Yo misma me digo que esto no vale para las grandes amenazas que hoy por hoy surgen donde uno menos lo espera, que me quedan muchos cabos sin atar. Y al mismo tiempo, creo a pies juntillas en ese “Piensa globalmente y actúa localmente”. Hay mucho que se nos escapa de las manos, pero son las pequeñas acciones las que conforman nuestro entorno. Y la suma de pequeños entornos, configura un macroentorno, llamado familia, barrio, sociedad…

Al final, la pregunta que me viene a la cabeza es: hoy, ahora, desde esta actitud, con esta acción ¿estoy ayudando a expandir la onda de la paz… o la del odio?

¿Ves por qué tardo tanto en sentarme a la sombra del peral? Porque luego me lío, me lío y se me va la ligereza del verano y me enredo yo sola en mis reflexiones. ¿O no será por eso? Pues no será.


sábado, 7 de mayo de 2016

Las horas dobles

3 de mayo de 2016, 22:55

Últimamente, siempre que miro el reloj son “horas dobles”: las 11:22, las 12:12, las 22:44… Ahora, las 22:55. No sé si eso tiene un significado especial, quiero pensar que sí. De hecho, he decidido que se trata de instantes para tomar conciencia. ¿Conciencia de qué? De lo que me ronde por la cabeza en el preciso momento de mirar el reloj.

Hoy, las 22:55 significan que se me ha vuelto a hacer tarde, que he vuelto a dejar para el final mi alimento para el alma, y que estoy enfadada.
He salido más tarde de la oficina, por querer estirar el tiempo, por intentar rematar las tareas, cuando de sobra sé que mañana seré como Penélope, deshaciendo la labor para empezar de nuevo, por el cambio de enfoque de algún jefe de los de arriba.

Por supuesto, el súper, la lavadora y la cena se han buscado un lugar prioritario en mi agenda. Hoy, además, un poco de yoga. Luego, un joyero se ha interpuesto de improviso entre mi escritura y yo. Había que ordenarlo de manera imperiosa y no podía ser otro día, después de los años que llevará ahí, arrumbado, apenas sin llamar la atención.

Otros días, se cuela una revista, un folleto de publicidad, un capítulo repetido de una serie de TV, una búsqueda de piso en Internet, unos mensajes de Whatsapp, o una mosca despistada volando en la habitación. El caso es que yo no escriba, el caso es que este diario responda más bien poco a su apelativo, y cada noche me vaya a dormir con el sinsabor de haberme quedado sin tiempo para una de las cosas que más me gusta hacer en la vida: contármela.
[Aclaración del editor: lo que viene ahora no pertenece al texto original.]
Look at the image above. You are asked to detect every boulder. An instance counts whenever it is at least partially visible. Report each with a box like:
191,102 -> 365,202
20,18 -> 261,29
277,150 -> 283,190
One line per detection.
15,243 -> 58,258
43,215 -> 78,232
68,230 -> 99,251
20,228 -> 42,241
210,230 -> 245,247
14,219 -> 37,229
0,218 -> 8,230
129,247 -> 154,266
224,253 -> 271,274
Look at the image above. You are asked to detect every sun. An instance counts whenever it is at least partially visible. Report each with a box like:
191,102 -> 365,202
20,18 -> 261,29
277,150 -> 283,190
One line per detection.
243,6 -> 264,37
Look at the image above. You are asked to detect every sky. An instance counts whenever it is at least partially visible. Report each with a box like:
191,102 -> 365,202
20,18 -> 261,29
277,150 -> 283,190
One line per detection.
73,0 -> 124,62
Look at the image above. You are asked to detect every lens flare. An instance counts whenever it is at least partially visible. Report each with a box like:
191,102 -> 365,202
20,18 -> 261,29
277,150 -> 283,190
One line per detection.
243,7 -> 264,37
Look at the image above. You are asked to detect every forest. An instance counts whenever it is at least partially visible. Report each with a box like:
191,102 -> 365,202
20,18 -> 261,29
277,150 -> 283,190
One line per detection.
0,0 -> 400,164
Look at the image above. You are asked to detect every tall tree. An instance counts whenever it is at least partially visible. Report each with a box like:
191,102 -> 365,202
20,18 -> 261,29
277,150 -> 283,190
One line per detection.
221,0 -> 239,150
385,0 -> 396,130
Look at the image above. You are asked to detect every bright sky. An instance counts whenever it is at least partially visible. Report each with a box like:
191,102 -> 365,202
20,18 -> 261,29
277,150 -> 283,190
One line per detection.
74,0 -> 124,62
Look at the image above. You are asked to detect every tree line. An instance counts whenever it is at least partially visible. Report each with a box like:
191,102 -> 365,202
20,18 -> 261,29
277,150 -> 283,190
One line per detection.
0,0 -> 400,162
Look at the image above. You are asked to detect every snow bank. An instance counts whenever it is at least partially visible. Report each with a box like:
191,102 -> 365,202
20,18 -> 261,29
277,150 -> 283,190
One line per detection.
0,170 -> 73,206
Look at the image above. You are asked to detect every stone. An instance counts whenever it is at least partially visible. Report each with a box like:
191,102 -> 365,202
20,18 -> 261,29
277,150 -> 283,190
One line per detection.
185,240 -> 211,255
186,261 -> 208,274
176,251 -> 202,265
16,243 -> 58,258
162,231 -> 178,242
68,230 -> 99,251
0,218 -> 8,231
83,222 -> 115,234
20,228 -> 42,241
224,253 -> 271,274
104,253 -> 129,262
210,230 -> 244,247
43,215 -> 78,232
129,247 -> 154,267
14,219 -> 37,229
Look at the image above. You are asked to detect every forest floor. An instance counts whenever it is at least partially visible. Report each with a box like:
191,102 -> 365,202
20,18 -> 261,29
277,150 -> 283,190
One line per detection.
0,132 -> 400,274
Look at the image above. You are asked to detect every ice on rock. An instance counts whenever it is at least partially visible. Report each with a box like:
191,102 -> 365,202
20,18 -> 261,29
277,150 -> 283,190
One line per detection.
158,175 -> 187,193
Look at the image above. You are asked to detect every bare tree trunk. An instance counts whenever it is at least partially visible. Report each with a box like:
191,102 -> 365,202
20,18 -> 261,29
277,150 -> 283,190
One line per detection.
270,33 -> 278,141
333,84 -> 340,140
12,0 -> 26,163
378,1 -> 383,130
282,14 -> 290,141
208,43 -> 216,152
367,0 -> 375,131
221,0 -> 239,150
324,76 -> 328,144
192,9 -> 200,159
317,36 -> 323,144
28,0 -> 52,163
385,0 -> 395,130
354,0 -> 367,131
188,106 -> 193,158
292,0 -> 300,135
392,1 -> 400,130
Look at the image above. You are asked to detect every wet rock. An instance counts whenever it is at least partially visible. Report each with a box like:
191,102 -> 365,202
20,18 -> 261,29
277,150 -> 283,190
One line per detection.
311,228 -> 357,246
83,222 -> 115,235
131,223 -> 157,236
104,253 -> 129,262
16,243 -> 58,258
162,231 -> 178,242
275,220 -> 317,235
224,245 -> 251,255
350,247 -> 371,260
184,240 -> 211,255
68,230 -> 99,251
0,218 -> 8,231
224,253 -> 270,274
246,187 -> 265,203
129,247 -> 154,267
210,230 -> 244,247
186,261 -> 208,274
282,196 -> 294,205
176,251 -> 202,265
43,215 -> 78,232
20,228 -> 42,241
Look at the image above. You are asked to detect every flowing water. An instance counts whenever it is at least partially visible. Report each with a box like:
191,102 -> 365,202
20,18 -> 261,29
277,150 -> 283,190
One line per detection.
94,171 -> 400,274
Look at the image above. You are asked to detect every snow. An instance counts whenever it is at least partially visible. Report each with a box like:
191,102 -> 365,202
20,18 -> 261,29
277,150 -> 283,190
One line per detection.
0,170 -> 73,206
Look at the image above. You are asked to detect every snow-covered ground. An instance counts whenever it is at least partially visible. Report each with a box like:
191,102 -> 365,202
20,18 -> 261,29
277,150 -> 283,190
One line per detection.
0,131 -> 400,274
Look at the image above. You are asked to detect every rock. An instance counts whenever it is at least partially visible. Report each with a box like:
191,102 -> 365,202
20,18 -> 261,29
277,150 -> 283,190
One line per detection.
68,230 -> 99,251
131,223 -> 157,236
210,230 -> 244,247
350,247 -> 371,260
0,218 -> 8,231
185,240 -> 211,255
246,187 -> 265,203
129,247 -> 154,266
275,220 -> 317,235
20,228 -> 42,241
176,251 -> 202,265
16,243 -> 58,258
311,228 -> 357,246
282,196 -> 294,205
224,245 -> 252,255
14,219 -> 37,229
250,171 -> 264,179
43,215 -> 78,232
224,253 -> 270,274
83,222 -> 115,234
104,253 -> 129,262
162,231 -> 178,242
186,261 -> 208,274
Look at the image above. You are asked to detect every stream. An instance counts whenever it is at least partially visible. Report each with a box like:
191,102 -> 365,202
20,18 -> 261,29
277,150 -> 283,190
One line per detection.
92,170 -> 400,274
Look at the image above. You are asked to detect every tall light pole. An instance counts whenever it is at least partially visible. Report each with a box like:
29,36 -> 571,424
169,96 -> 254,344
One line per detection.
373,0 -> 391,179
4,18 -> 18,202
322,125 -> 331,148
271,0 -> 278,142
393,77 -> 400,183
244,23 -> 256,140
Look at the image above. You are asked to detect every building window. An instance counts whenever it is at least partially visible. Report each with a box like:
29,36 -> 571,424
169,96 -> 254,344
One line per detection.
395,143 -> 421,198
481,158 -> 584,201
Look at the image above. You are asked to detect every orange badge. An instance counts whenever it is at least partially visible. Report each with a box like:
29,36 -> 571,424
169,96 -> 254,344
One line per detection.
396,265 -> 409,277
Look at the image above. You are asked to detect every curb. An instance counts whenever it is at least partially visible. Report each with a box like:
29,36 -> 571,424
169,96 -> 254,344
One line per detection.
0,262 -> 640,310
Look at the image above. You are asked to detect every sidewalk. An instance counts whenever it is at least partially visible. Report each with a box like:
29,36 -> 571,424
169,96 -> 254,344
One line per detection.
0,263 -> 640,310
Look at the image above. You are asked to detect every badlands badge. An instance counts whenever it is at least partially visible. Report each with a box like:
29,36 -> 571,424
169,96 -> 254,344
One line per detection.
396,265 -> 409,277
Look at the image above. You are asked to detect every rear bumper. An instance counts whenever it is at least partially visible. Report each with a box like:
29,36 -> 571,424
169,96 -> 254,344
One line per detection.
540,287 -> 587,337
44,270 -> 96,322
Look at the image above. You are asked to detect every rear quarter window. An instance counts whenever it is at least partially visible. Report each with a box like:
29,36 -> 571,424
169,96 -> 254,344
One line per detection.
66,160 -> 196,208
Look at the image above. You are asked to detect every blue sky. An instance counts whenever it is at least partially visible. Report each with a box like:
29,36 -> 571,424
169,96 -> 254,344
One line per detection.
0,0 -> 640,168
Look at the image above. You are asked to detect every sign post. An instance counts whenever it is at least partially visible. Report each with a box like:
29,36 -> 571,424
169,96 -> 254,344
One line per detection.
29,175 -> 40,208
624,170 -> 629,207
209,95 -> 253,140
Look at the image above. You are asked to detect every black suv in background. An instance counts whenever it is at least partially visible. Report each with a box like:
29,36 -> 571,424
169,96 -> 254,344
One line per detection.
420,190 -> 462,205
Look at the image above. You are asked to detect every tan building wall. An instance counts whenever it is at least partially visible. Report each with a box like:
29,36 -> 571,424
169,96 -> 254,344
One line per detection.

Y es que la vida, sin contársela a uno mismo, es como si pasara de largo como un río que nadie mira.

Cuando me siento a escribir lo que ha pasado, lo revivo y parece que es en ese momento en que soy consciente de disfrutarlo, sufrirlo o, simplemente, contemplarlo. Un día que no me cuento es un día perdido. Y pierdo tantos días…

No puedo evitarlo, ya no sé cómo intentarlo. Escribir requiere recogimiento, silencio, un entorno adecuado para recordar las escenas del día y deleitarme repasándolas. Y me paso tanto tiempo “quitando obstáculos” para ese entorno, que cuando tengo vía libre son, como hoy, las 22:55 y debería irme a descansar.

Descansar para vivir un día que merezca la pena contar, cerrando un círculo vicioso de difícil resolución.